Зато как возликовали недруги Сеяна! Те, кого прежде сторонники префекта лишили имущества и обрекли на изгнание, возвращались теперь из ссылок и принимались мстить своим притеснителям. Из тюрем были выпущены все прежние враги Сеяна. И в первую очередь освободили Квинта и его сына Марка. Теперь они были героями. Еще бы, о том, что они неудачно покушались на префекта, знал весь Рим. Чуть ли не полгорода были тому свидетелями. Марка так вообще узнавали на улицах и провожали долгими взглядами.
Квинту вернули его дом и бóльшую часть конфискованных земель. Однако его радость была омрачена тем бедственным положением, в каком пребывало все его хозяйство. Дом Квинта был полностью разорен. Все, что в нем находилось, распродали и разграбили вольноотпущенники Сеяна. Из всех рабов Квинту удалось вернуть только четвертую часть. Остальные или разбежались, или уже давно были перепроданы.
Первое время Квинт старался не замечать разорения. Он дни и ночи напролет пьянствовал, празднуя свое освобождение. Деньги на пирушки он занимал у своих друзей, тех самых, кого он еще недавно называл палачу Тонгилию в числе заговорщиков. Многие из них тоже были арестованы, но затем выпущены, как и Квинт. Некоторые после этой его «услуги» не могли простить ему застенков Мамертинской тюрьмы и навсегда отвернулись от своего «друга». Однако потеря прежних друзей не очень опечалила Квинта: у него сразу же появились новые. Ведь он считался злейшим врагом Сеяна, пытавшимся его убить, и дружба с Квинтом была неплохим прикрытием для тех, кого подозревали в симпатиях к бывшему префекту. Самые дальновидные даже попытались примазаться к «заговору» Серпрония. Квинт охотно соглашался принять их в соучастники, но только после того как новоиспеченные «заговорщики» занимали ему большие суммы денег на неопределен-ный срок. Ему охотно давали в долг, и Квинт закатывал на эти деньги загульные пиры.

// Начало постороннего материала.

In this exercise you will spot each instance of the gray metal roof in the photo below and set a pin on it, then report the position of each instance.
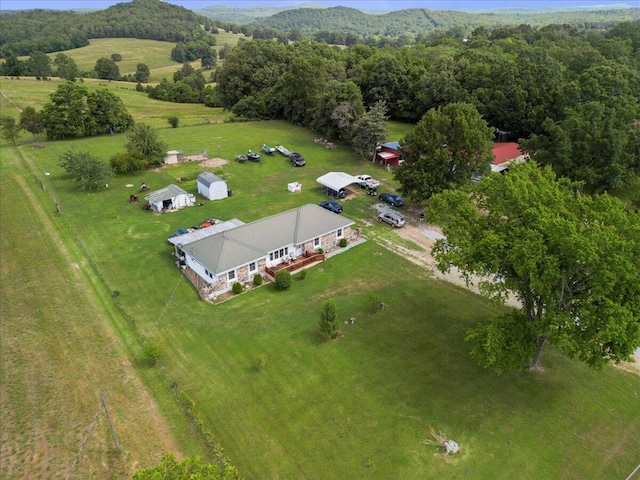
(232, 248)
(207, 178)
(165, 193)
(205, 232)
(336, 180)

Попойки следовали одна за другой. Квинт гулял с таким размахом, как будто он жил последний день и завтра его должны были повести на казнь. Он все никак не мог избавиться от преследовавших его ужасов Мамертинской тюрьмы. По ночам ему то и дело грезились проклятые «Крылья Пегаса» и окровавленные клещи Тонгилия. Один раз ему приснилось, что его подняли на крюке к самым не-бесам, но тут его ребро не выдержало, и он со страшной высоты шмякнулся об землю. Другой раз ему снилось, что все его ребра уже болтаются на крюке, и он слезно выпрашивает их обратно у палача Тонгилия.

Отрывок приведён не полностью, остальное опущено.